Miracle as doctors reattaches toddler’s decapitated head to his body after
Mom Rylea Taylor said she was driving Jackson and the tot’s 9-year-old sister, Shane, when she crashed head-on into another vehicle last month.
Doctors expect 16-month-old Jackson Taylor to make a full recovery following the tedious six-hour surgery, Australia’s 7 News.
It was an internal decapitation – his head was not completely separated from his body.
The toddler could have died.
“The second I pulled him out, I knew his neck was broken”, said Rylea Taylor.
He said that Jackson’s condition was the worst injury of its kind that he’d seen. “And if they did and they were resuscitated, they may never move or breathe again”.
This might sound unbelievable, but it is real and considered a “miracle”: Doctors from a hospital in Brisbane, Australia, successfully reattached the head of a toddler to his neck after it was internally severed following a auto crash.
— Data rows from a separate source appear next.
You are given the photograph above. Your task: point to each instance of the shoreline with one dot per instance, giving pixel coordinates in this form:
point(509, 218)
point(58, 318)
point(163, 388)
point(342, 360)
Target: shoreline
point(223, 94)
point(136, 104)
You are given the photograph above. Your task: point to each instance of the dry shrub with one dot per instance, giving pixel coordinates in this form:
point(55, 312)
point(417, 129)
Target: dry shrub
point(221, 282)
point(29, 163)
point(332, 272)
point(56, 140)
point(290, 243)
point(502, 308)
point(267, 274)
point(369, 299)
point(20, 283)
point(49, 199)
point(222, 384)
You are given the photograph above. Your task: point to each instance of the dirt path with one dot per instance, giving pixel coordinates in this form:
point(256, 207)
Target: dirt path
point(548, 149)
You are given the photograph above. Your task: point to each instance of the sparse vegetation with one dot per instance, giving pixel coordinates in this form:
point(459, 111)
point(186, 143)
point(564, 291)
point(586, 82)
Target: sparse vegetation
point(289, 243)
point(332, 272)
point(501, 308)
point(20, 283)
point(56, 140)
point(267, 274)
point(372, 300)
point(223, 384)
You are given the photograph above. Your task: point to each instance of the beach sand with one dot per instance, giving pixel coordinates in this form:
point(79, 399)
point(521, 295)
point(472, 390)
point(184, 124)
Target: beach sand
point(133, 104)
A hugely uplifting story, if you disregard the auto crash that put his life in danger in the first place, but is this also good news for the upcoming human head transplant? The operation involved reattaching his vertebrae using a piece of wire, then taking a piece of his rib to graft the two vertebrae together, according to Fox News. Jackson had to wear this for eight weeks, after which he can return to the hospital and have it removed.
His relieved mother Rylea Taylor aded: “It’s a miracle”. Specialist staff pulled off what was thought to be impossible.
Surgeon Geoff Askin and the team who assisted him on this case say that, once they remove the head brace, Jackson Taylor will go back to living a normal, healthy life.